Sunday 9/20 Day 3
We feel much better today, because we got a good nights sleep. Another families grandparents had arranged for a hotel for us without our knowledge. They had sent us to the hotel, and already paid for it. They said they did not want to see a 9 month pregnant mom, sleeping in a chair again. How nice were they? We return to Children's, to the 3rd floor ICU which is the cardiac floor. They have Brooke on this floor, due to her being on the ECMO machine involving her heart. The staff, and nurse are very experienced with these machines. Brooke had had an uneventful night, which we good news for us to hear. She needed her rest, and we did not need anymore complications. They have taken her off of the blood pressure medicine. She is now maintaining her BP on her own. She is still on a slew of other meds though. She has been (and will remain) sedated throughout this whole process of the ECMO machine. The plan today is to let her body and organs rest, before trying to wean her off of the machine. When they wean her off of the machine, it stresses the body out by working hard. So we want her to be completely rested, and ready to fight again. The pulmonary team comes down to take a look at her lungs, and give her surfactant. Surfactant is a agent like an oil/detergent that helps the alveoli in the lungs expand and contract easier.
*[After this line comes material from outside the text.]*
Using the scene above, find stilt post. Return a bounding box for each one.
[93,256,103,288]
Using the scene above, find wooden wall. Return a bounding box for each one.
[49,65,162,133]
This makes the lungs have an easier time breathing. The Dr. said that Brookes lungs we alittle stiff, and this surfactant can only help them improve. They also did alot more cultures today, so hopefully anyday now we will get an answer of what this sickness really is.
We did notice that Brookes coloring has returned to her skin, and her lips are back to a healthy pick. This is a good sign. We are spending all day in her room today. No cell phones are allowed on up here in the ICU. Even in the waiting room, our cell phones don't really work. So we are hoping this blog, will keep us in communicaton with all of our family and friends.